Worms don’t work alone, Anderson says. An army of tiny bacteria, fungi and protozoa breaks the food down into tiny pieces before the toothless worms can digest it in their gizzards, so don’t be alarmed to find other creepy-crawlies or even a little fuzz growing in your bin from time to time.
“What comes out the end of a worm is 90 percent bacteria and fungi,” Anderson says, “which exude all the growth hormones and regulators that make for healthy soil.” Some research has shown that greenhouse growers who use worm castings (essentially compost with the look and consistency of chocolate cake crumbs) grow stronger plants with less disease and a longer shelf life. “It’s probably one of the best things you can put on your plants,” Anderson says.
You’ll need to harvest castings every three to four months, and add fresh bedding to the bin. To obtain castings, remove all the food remnants and don’t feed the worms for a few days. Then move all of the bin’s contents to one side and add fresh bedding to the empty side. Moisten the bedding, add a few cups of garden soil and eggshells, and bury some food scraps in it.

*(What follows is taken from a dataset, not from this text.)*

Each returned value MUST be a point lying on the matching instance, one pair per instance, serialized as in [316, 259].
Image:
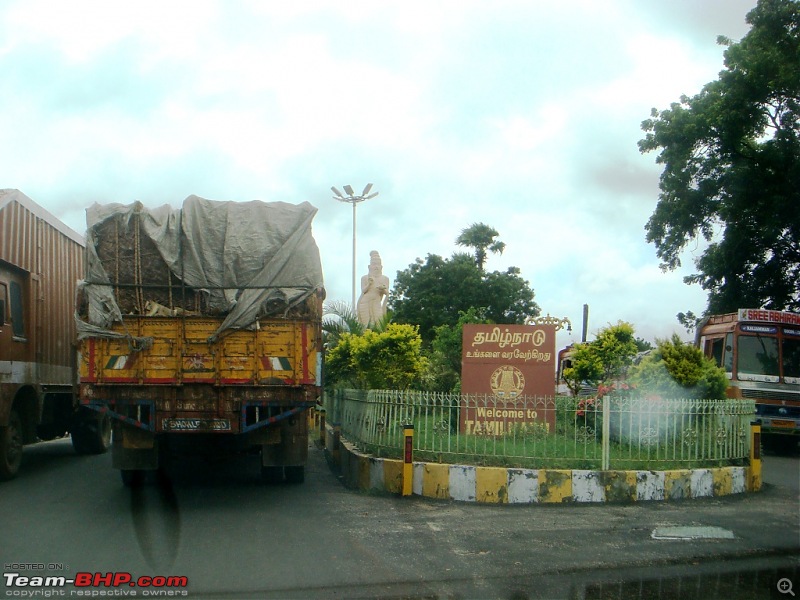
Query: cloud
[524, 116]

Gradually, the hungry worms will move to the bedding side where the food is. Keep applying food only to the new bedding and, after a month, remove castings from the now-deserted side (minus the paper scraps) to spade into your garden soil. Wear gloves, as you’ll certainly find a few stray worms in the castings compost.
Both Anderson and Dudek have seen a marked increase in vermicomposting. “My workshops are just swamped. I’ve never had a response like this,” says Dudek, who instructs teachers in the Boulder Valley and Saint Vrain school districts on how to set up classroom worm bins and also offers school-based workshops for families.
Because an estimated third of household trash is kitchen waste, vermicomposting appeals to those who want to go beyond recycling in their effort to live sustainably. Plus, it’s a fun family activity. “Kids are so into worms,” Dudek says.
Anderson has set up worm bins on horse farms (where the worms speed up manure decay), at soup kitchens and in schools across the Front Range. He also collects thousands of pounds of scraps from local restaurants and grocery stores to feed to the writhing red wigglers that inhabit the five, 40-foot-long beds on his farm near Fort Collins. When they reproduce, he sells the babies (often meeting with clients like me at an agreed-upon location). When his worms relieve themselves, he sells that, too.
“People need to stop paying someone else to move their garbage around,” Anderson says. “It can be their power if they just stop giving it away.”